What I am hearing is that there is friction between your husband and his friends as a result of the choices you both made as a couple. It’s possible his friends are jealous of the freedom the two of you have found. It also seems possible that his friends struggle to reconcile their interpretation or understanding of non-monogamy with their own experiences of being (compulsorily) monogamous.

I imagine you may worry that this is a commentary on you or your relationships. If this is the case, I suggest you work to keep your own truth in mind. Consider reaching out to a polyamorous friend for affirmation or journaling about the ways polyamory has benefited your marriage. As for how to proceed, I believe it's best to let your husband manage the relationships with his friends. As much as we may want to intervene on a partner’s behalf, I hereby free you of that emotional labor!
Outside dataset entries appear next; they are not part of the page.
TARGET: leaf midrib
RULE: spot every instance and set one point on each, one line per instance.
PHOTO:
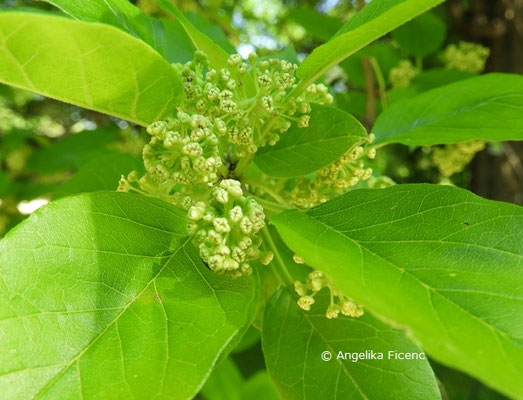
(115, 320)
(422, 283)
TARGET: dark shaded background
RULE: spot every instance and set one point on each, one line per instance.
(497, 24)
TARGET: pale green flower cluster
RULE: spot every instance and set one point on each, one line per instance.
(452, 158)
(225, 228)
(191, 156)
(466, 56)
(183, 150)
(402, 75)
(247, 118)
(339, 303)
(335, 178)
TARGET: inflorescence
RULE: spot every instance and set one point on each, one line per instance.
(335, 178)
(192, 158)
(339, 303)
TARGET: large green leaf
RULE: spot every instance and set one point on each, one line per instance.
(101, 173)
(91, 65)
(102, 297)
(300, 151)
(167, 37)
(294, 342)
(486, 107)
(217, 55)
(376, 19)
(438, 260)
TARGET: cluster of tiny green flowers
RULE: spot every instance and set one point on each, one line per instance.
(402, 75)
(339, 303)
(335, 178)
(247, 121)
(452, 158)
(183, 152)
(225, 228)
(466, 56)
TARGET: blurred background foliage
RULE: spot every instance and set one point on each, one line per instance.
(50, 149)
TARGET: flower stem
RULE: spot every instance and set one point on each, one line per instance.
(278, 264)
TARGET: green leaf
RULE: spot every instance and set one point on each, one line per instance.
(102, 296)
(259, 387)
(300, 151)
(375, 20)
(437, 260)
(210, 30)
(72, 152)
(93, 66)
(294, 341)
(225, 382)
(435, 78)
(457, 385)
(167, 37)
(386, 56)
(5, 183)
(317, 25)
(217, 55)
(249, 339)
(422, 36)
(488, 107)
(101, 173)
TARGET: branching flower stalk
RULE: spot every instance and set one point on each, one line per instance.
(196, 159)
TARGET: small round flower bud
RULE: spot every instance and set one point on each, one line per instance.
(305, 302)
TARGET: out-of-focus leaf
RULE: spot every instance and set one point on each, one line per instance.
(375, 20)
(73, 151)
(488, 107)
(167, 37)
(101, 173)
(295, 340)
(225, 382)
(317, 25)
(421, 36)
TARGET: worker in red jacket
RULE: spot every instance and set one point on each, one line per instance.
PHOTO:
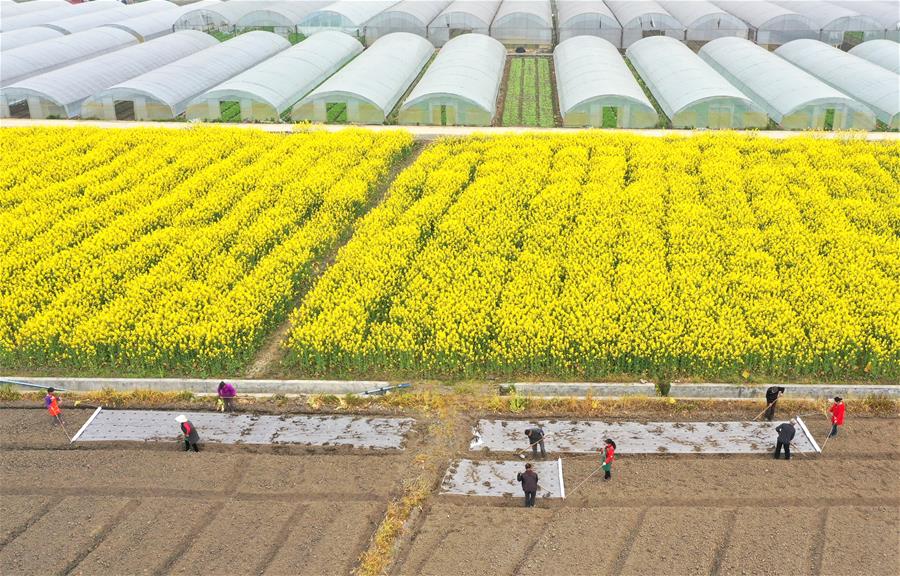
(51, 403)
(609, 449)
(837, 414)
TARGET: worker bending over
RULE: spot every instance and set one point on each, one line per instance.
(786, 433)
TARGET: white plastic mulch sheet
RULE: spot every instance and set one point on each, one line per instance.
(325, 430)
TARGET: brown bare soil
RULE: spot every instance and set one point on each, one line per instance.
(141, 509)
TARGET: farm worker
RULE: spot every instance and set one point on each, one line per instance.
(528, 478)
(772, 395)
(837, 414)
(189, 432)
(51, 403)
(786, 433)
(609, 450)
(226, 396)
(535, 436)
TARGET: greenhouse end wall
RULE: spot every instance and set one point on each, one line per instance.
(444, 112)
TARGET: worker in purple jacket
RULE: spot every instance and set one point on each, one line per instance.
(226, 395)
(528, 478)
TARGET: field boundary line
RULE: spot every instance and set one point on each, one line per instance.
(98, 538)
(725, 543)
(271, 351)
(628, 544)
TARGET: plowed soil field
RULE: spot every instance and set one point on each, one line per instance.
(143, 509)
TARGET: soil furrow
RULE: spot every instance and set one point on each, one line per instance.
(724, 545)
(39, 513)
(817, 554)
(283, 533)
(98, 538)
(625, 551)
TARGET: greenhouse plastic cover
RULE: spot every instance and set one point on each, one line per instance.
(25, 36)
(383, 72)
(538, 9)
(356, 12)
(774, 84)
(885, 53)
(470, 67)
(588, 67)
(763, 15)
(482, 11)
(569, 9)
(828, 16)
(70, 86)
(9, 8)
(41, 57)
(627, 11)
(678, 77)
(57, 13)
(869, 83)
(692, 13)
(290, 13)
(288, 76)
(160, 23)
(885, 12)
(422, 11)
(177, 83)
(84, 22)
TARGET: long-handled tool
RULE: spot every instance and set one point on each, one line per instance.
(585, 480)
(63, 426)
(521, 452)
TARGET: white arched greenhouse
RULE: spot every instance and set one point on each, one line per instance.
(346, 16)
(411, 16)
(156, 24)
(164, 93)
(704, 21)
(25, 36)
(790, 96)
(461, 85)
(40, 17)
(279, 17)
(41, 57)
(885, 53)
(688, 90)
(643, 19)
(524, 23)
(83, 22)
(596, 88)
(885, 12)
(62, 92)
(837, 25)
(269, 89)
(366, 90)
(770, 24)
(9, 8)
(868, 83)
(462, 17)
(587, 18)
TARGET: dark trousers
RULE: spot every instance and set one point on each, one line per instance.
(787, 450)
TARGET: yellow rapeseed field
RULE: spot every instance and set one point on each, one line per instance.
(157, 248)
(586, 255)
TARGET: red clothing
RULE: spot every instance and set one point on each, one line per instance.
(52, 404)
(609, 451)
(837, 413)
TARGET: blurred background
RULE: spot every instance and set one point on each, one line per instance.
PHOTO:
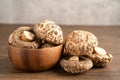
(69, 12)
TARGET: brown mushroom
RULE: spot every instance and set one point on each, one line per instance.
(23, 37)
(100, 57)
(76, 64)
(47, 45)
(49, 31)
(80, 42)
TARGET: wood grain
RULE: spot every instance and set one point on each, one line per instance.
(108, 36)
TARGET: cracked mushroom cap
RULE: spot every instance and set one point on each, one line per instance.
(23, 37)
(76, 64)
(49, 31)
(100, 57)
(80, 42)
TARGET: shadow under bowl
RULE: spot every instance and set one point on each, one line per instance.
(34, 59)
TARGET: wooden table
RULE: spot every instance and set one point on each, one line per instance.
(108, 36)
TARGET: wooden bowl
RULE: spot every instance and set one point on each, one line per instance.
(34, 59)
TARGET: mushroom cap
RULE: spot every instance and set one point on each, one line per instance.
(80, 42)
(76, 66)
(49, 31)
(101, 60)
(14, 38)
(47, 45)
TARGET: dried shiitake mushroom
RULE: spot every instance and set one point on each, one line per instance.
(80, 42)
(100, 57)
(47, 45)
(49, 31)
(23, 37)
(76, 64)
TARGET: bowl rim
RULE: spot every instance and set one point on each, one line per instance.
(9, 45)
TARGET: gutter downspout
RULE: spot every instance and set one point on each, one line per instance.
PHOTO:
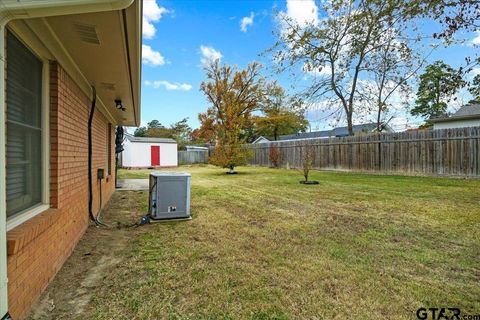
(90, 187)
(3, 202)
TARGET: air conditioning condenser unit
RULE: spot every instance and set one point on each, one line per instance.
(169, 197)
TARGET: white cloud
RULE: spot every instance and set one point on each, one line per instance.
(476, 39)
(246, 21)
(170, 86)
(152, 13)
(209, 54)
(151, 57)
(475, 71)
(302, 12)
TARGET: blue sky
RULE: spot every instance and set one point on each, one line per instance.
(179, 35)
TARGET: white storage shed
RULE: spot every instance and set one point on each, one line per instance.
(149, 152)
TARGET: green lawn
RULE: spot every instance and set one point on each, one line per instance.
(262, 246)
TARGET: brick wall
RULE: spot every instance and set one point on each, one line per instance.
(38, 248)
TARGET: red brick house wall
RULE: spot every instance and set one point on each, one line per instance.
(38, 248)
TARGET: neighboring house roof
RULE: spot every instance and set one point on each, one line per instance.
(149, 139)
(336, 132)
(469, 111)
(261, 139)
(96, 41)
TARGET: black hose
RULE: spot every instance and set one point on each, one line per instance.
(90, 193)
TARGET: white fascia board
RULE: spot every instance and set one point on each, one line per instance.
(14, 9)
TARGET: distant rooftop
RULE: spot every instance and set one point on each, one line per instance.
(149, 139)
(336, 132)
(469, 111)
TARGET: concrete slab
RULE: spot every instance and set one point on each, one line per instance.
(132, 184)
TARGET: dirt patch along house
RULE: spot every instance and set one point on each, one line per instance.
(71, 70)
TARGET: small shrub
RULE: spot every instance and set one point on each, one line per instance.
(308, 159)
(275, 156)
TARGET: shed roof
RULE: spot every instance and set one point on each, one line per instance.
(149, 139)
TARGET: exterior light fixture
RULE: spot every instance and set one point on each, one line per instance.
(119, 105)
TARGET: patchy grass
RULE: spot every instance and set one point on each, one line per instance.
(262, 246)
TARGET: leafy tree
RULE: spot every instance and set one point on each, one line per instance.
(337, 48)
(390, 68)
(281, 115)
(437, 85)
(206, 131)
(474, 89)
(140, 132)
(233, 95)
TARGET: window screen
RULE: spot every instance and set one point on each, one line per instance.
(24, 127)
Instead of concentrating on what others interpret, consider checking in with your husband about his strategies. Do you need to know if his friends are still saying this stuff, or is this an opportunity for a boundary? If your husband is truly bothered by the commentary, then he needs to enforce his own boundaries with his nay-saying-friends. Communicate with your husband about how you feel, and then you can problem-solve together.

If your husband is looking for ways to communicate his frustrations with his friends, here are some ideas for asserting these boundaries:

  • I know your concerns about my marriage come from a place of care and concern. I really appreciate that and I need you to stop making jabs about it.
  • I feel really frustrated when you belittle my relationships by poking fun at them. I want to be able to share this really wonderful part of my life with you, and I need us to find a different way to navigate these topics.
  • I feel hurt when you insinuate that my marriage will eventually fall apart. If you want to talk openly about your concerns, I will make space for that. If not, I need you to please stop.
  • I noticed today you named some concerns about my marriage and polyamory. I wanted to send you this Ted Talk that might help further your understanding of non-monogamy, and make it easier for us to have supportive conversations.
  • Polyamory: A TEDx Talk by Leon Feingold.

If your husband’s friends are the type of people who want to learn, his (and your!) patience and emotional work will be rewarded. If not, know that there are many spaces where your relationship structures will be supported!